Several factors can cause pose prediction failures: incorrect protonation states, missing water molecules that mediate binding, metal coordination issues, or insufficient exhaustiveness. Vina's ~87% success rate means approximately 1 in 8 dockings will fail to reproduce the native pose.
Try increasing exhaustiveness, using a different scoring function, or using GNINA which adds CNN rescoring for improved pose accuracy.
If you have a reference ligand or crystal structure, extract coordinates from the bound ligand's center of mass. Many PDB structures include co-crystallized ligands—download these and calculate the geometric center.
For novel targets without known ligands, use cavity detection tools or literature to identify likely binding pockets. Consider using Auto mode for initial blind docking, then refine with manual coordinates around the identified site.

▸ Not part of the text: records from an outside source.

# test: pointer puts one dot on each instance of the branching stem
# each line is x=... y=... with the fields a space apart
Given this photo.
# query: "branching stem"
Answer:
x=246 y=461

GNINA is built on Vina's codebase but adds convolutional neural network (CNN) scoring. It generates poses the same way but rescores them using a model trained to distinguish correct from incorrect binding modes.
Use Vina for speed and established workflows. Use GNINA when pose accuracy is critical and you can tolerate slightly longer runtimes. GNINA often recovers correct poses that Vina's scoring ranks poorly.
DiffDock uses a diffusion generative model rather than physics-based docking. It excels at blind docking when you don't know the binding site, and handles protein flexibility implicitly.
Use DiffDock for exploratory docking on novel targets. Use Vina when you know the binding site, need interpretable scoring, want faster turnaround, or require reproducibility with a specific random seed.